Clearly, your take on how FO promotes the the Curse of 370 and other "theories" differs from my take.

Yes neutral academic studies get tainted, but as you point out, there usually is a small, narrow band of well informed individuals who can and/or are monitoring this and can independently test the assertions made by others. When conducting peer reviewed academic research, data is kept for a specified period of time and if requested by another researcher, is surrendered for independent analysis. Additionally, methodology is clearly delineated so the research itself may be repeated as well.

FO has become a business, I get it, and I agree w/ Rich, they've gotten sloppier as the business has become more successful.

by Jeremiah (not verified) :: Tue, 01/20/2009 - 1:49am

"We're not so sure James wasn't actually Marion Barber wearing a mask in the first half. Where was the guy who was breaking four tackles at a time and picking up first downs earlier this year?"

For that matter, where was that guy *ever* in Indianapolis. Instead, I remember his perpetual failures at the goal line and his propensity to fumble in important situations.

by Anonymous (not verified) (not verified) :: Tue, 01/20/2009 - 2:04pm

LF now holds the record for most receiving yards in a single post-season (with a game to go no less). I'm curious, based on FO stats, who might be considered to have the best receiving post-season ever ... uh, since 1995. For that matter, I think an interesting article would include a bunch of bests for a single post-season: passing, rushing, total offensive value, defense, special teams.

Anyone else like to see that?

by Bowl Game Anomaly :: Tue, 01/20/2009 - 3:22pm

Sure, that would be fun, especially since we have 2 weeks to fill.

(Formerly "The McNabb Bowl Game Anomaly")

by Anonymous Coward (not verified) :: Wed, 01/21/2009 - 10:09am

I wonder what Ben's DYAR would have been if Santonio doesn't lose the ball going across the goal line and Limas doesn't drop the big TD at the and of the half.

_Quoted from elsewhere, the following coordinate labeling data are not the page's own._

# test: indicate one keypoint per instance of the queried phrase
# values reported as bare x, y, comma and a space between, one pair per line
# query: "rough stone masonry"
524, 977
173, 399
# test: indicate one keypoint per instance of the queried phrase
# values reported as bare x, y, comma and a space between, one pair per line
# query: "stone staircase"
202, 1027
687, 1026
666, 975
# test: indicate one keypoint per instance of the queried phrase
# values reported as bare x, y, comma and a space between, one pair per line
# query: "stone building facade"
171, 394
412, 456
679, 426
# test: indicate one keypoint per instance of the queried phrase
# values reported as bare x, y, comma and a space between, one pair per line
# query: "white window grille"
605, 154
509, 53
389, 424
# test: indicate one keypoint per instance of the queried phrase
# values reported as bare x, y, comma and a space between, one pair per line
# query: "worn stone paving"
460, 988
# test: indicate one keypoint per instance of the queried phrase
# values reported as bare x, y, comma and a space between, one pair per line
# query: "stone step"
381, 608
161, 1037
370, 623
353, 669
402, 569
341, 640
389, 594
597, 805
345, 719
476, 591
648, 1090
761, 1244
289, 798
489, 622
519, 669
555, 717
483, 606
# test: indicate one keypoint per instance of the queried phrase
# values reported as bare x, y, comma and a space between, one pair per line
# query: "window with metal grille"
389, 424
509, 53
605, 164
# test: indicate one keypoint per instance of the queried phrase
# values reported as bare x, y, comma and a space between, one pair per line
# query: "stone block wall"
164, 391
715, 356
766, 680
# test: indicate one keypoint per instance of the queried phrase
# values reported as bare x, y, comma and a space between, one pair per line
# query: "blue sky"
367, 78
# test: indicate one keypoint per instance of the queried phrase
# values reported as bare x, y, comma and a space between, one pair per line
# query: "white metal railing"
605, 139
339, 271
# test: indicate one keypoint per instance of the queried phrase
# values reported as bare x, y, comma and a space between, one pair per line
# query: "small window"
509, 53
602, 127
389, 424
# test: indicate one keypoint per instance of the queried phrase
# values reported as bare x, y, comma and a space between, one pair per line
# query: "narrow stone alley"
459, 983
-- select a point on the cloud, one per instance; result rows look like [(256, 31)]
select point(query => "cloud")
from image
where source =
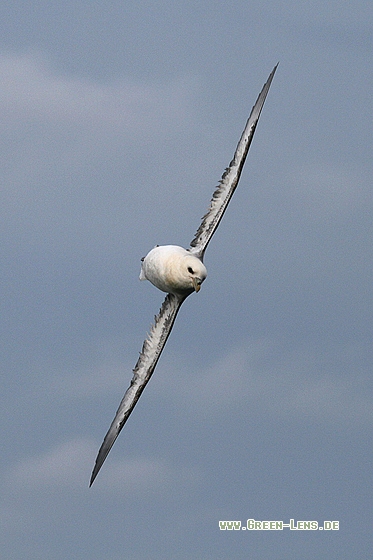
[(63, 465), (261, 376), (68, 465), (30, 89)]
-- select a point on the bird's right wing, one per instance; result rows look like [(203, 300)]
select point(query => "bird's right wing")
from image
[(224, 191), (149, 356)]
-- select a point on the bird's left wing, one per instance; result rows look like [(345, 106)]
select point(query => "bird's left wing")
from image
[(149, 356), (224, 191)]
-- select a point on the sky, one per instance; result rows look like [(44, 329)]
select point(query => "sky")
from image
[(117, 122)]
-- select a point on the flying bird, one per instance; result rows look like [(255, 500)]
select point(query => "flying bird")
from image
[(179, 272)]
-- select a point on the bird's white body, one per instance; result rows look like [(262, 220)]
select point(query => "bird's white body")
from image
[(173, 270)]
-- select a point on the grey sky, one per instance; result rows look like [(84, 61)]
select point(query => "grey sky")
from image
[(117, 123)]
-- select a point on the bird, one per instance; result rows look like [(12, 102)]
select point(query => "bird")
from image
[(179, 272)]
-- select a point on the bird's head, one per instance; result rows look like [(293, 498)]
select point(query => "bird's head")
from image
[(195, 271)]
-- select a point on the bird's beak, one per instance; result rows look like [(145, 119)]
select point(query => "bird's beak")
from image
[(197, 284)]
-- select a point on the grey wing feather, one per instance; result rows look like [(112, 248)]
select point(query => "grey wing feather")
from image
[(151, 351), (224, 191)]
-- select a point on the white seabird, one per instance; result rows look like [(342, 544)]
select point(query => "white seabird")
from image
[(179, 272)]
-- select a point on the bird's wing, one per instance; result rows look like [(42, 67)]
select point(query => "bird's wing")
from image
[(151, 351), (228, 183)]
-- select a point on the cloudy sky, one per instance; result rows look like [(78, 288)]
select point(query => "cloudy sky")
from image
[(117, 121)]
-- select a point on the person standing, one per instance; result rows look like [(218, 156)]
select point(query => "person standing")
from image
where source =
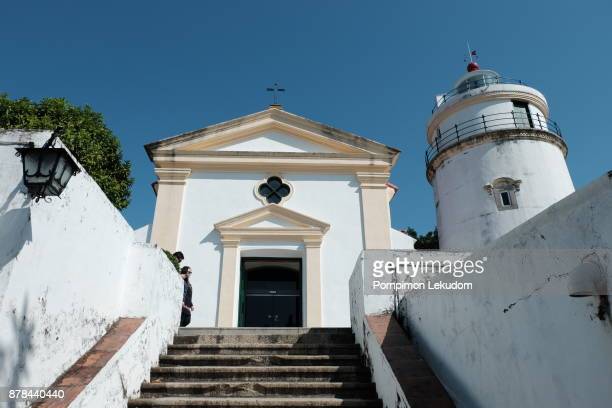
[(187, 295)]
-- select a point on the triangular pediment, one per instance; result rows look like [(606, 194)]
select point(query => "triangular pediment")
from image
[(272, 216), (272, 130)]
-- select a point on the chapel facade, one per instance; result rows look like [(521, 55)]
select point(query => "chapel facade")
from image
[(272, 211)]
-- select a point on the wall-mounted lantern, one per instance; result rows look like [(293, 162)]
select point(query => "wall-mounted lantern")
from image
[(46, 169)]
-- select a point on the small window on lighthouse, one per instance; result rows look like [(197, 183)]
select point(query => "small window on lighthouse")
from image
[(505, 198), (504, 191)]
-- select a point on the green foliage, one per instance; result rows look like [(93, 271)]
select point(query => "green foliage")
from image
[(85, 134), (173, 259), (427, 241)]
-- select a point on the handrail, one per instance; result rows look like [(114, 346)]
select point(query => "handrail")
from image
[(489, 123), (475, 84)]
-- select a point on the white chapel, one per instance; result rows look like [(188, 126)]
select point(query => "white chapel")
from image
[(271, 211)]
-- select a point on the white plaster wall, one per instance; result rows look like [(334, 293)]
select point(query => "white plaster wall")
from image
[(467, 216), (211, 197), (143, 234), (151, 289), (388, 388), (65, 266), (272, 141), (547, 349)]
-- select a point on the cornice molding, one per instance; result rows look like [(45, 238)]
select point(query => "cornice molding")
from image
[(167, 175), (274, 162), (373, 179), (239, 228)]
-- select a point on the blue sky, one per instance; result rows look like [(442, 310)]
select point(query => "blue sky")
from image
[(156, 69)]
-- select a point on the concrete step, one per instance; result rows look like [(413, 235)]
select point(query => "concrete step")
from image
[(246, 337), (190, 331), (252, 402), (260, 389), (263, 373), (264, 349), (258, 360)]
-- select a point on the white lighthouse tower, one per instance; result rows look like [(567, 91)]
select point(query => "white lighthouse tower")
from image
[(495, 159)]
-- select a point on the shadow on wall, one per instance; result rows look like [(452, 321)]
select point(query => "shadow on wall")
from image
[(22, 331), (15, 232), (459, 393)]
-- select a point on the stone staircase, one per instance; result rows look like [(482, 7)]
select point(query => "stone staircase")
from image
[(260, 367)]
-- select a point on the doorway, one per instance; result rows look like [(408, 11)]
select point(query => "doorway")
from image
[(270, 292)]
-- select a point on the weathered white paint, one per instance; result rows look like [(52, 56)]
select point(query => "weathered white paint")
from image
[(387, 386), (467, 216), (68, 269), (546, 350), (214, 196), (271, 141), (151, 290), (399, 240), (143, 234), (475, 112)]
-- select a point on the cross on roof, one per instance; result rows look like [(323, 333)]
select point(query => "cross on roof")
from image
[(275, 89)]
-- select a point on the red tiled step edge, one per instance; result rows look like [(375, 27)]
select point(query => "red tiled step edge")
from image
[(420, 385), (80, 374)]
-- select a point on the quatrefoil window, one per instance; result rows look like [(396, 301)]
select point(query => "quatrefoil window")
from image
[(273, 190)]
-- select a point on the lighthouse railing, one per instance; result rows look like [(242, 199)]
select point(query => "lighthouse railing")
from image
[(486, 124)]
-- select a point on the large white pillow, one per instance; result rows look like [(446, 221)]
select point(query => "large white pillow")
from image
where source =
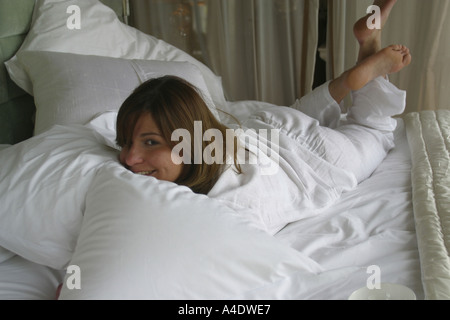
[(147, 239), (72, 88), (101, 33), (43, 183)]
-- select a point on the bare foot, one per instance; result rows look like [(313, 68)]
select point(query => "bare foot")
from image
[(370, 39), (387, 61)]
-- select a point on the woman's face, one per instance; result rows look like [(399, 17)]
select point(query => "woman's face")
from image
[(149, 153)]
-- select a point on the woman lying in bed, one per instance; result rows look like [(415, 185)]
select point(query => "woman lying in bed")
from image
[(156, 109)]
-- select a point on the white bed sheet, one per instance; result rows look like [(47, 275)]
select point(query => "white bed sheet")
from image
[(372, 225)]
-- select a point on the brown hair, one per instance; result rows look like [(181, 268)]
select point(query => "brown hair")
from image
[(174, 104)]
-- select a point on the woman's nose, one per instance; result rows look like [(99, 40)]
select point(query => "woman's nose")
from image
[(133, 156)]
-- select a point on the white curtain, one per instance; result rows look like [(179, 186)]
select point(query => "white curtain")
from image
[(423, 26), (263, 49)]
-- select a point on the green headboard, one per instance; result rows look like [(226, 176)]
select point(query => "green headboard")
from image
[(16, 106)]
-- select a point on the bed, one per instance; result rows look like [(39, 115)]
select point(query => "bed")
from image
[(71, 214)]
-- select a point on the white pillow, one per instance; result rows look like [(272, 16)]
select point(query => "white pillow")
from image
[(43, 183), (72, 88), (101, 33), (147, 239)]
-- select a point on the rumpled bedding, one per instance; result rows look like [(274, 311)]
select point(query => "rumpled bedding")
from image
[(428, 135)]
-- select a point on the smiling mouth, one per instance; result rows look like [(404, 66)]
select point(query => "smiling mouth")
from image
[(146, 173)]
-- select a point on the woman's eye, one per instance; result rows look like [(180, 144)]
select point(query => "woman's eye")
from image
[(151, 142)]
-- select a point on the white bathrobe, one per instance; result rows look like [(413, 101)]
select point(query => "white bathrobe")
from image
[(315, 157)]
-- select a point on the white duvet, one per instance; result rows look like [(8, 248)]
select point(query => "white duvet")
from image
[(323, 257)]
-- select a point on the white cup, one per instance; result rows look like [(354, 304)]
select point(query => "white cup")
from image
[(387, 291)]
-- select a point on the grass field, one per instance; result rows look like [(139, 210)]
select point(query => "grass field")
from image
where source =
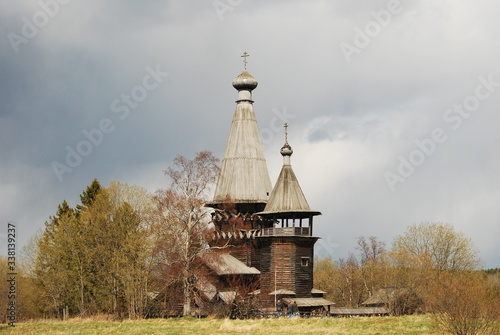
[(420, 324)]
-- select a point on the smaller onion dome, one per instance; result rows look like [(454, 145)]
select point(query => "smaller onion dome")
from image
[(286, 150), (245, 81)]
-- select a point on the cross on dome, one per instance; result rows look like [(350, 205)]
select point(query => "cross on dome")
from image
[(245, 55)]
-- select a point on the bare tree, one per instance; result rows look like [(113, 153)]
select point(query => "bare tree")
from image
[(183, 225), (464, 304), (446, 248)]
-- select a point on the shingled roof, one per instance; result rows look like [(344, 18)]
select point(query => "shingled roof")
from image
[(287, 196), (243, 177)]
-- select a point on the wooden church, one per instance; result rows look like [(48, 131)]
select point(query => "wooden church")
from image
[(262, 234)]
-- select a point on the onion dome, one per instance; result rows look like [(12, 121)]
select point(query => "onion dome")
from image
[(245, 81)]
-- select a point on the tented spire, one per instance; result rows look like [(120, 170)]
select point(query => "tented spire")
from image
[(243, 177)]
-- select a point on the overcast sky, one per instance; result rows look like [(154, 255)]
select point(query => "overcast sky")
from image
[(393, 107)]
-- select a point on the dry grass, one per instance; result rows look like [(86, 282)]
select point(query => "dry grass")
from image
[(353, 326)]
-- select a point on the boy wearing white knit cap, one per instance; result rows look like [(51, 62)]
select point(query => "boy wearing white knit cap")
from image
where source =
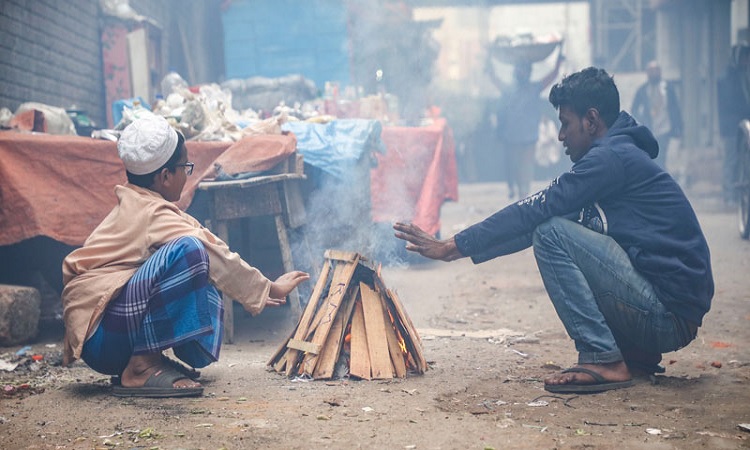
[(146, 278)]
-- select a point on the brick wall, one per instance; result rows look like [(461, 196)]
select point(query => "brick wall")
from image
[(50, 53), (50, 50)]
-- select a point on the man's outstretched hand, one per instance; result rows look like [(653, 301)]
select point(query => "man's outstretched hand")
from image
[(284, 285), (419, 241)]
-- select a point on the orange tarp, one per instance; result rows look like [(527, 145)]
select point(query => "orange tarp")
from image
[(63, 186), (415, 176)]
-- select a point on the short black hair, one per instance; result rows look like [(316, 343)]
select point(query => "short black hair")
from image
[(590, 88), (146, 180)]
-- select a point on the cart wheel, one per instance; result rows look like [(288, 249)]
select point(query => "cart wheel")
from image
[(743, 181)]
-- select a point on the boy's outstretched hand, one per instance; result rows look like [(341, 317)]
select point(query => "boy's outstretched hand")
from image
[(418, 240), (284, 285)]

by troycapitated p... :: Wed, 01/21/2009 - 9:55pm

Don't forget Willie Parker turning his shoulders too soon on another pass that could have gone for big yards or a touchdown.

by Pete (not verified) :: Wed, 01/21/2009 - 12:28pm

Personally, I believe that Arizona played differently on the second half of the season because they could. They could have played harder and risked more injuries, but why? They had a playoff spot, so why not increase their chances by trying to win a Playoff rather than doing better in the second half of the playoffs?

There are two parts to the NFL. Qualify for the tournament (playoffs) and win the tournament. Meanwhile, the College Season depends more upon every game.

by zlionsfan :: Wed, 01/21/2009 - 1:39pm

Actually, the college game works pretty much the same way. The difference is that in the pro game, teams qualify by winning games and/or divisions; in college, teams that have been selected in the preseason as contenders qualify by not losing games. Any NFL team can make the tournament, but only a small group of college teams can make the BCS game.

by Will :: Fri, 01/23/2009 - 2:04am

Only if by "small group" you mean "a team from a Big Six conference." You don't have to be ranked high in the preseason to make it to the BCS championship game - Texas and Alabama were right on the doorstep despite poor preseason rankings.